(Yicai Global) Aug. 23 -- The central parity of the yuan against the US dollar rose to a one-year high yesterday. A stabilizing yuan will help contain capital outflows and improve the independence of China central bank's monetary policy, which will produce far-reaching implications on financial market stability, an expert told Yicai Global.
The Chinese yuan to the US dollar mid-rate rose to a one-year high of 6.6597 yesterday, passing 6.66 at one point.
"Individuals and businesses have changed their foreign currency strategy, given a sharp yuan appreciation in the first half of this year," Liu Jian, a senior researcher at the Financial Research Center of Bank of Communications Co. [SHA:601328; HK:3328], told Yicai Global. "Over the longer term, the yuan is set to move in both directions on a stable basis."
The yuan's two-way volatility against the dollar will help disrupt the unilateral expectations in the exchange rate market, rein in capital outflows and improve domestic liquidity conditions and liquidity expectations, Liu noted.
"A stabilizing yuan will help China depeg the yuan from the dollar in the real sense," said Liu. "China's monetary policy mainly focuses on serving the domestic economy in the first half, meaning its monetary policy has become more independent," he added.
"Compared with outbound direct investment, individuals face few restraints in forex purchases," said foreign exchange analyst Han Huishi. "Expectations for the yuan depreciation among individuals have weakened substantially this year, according to latest data."
Though July economic data missed expectations, they have just limited impact on the yuan's exchange rate, Liu said, commenting on the short-term trend of the currency's exchange rate. He expects the yuan to be on a steady and increasing trend in August and September since individuals and businesses have changed their foreign currency strategy, given a sharp yuan appreciation in the first half.

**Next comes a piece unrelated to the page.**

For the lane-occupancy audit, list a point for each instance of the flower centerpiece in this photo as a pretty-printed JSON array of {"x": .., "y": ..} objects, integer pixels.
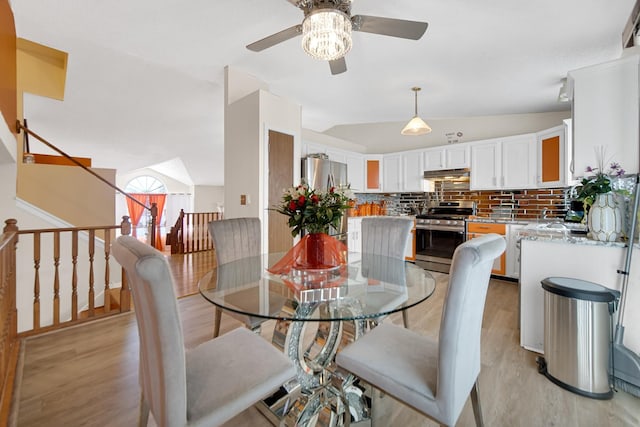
[
  {"x": 315, "y": 212},
  {"x": 600, "y": 203}
]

However, Liu also mentioned that the yuan is likely to see corrections in the fourth quarter. Domestic economic data could decline in the fourth quarter compared with the first half. Second, the dollar index may pick up if a strengthening euro weighs on eurozone exports although such increases will not be big.
From an interest rate spread perspective, domestic interest rates rose in the first half of the year on financial regulation and deleveraging, Liu said. However, interest rates are unlikely to keep going up in the second half and may even fall.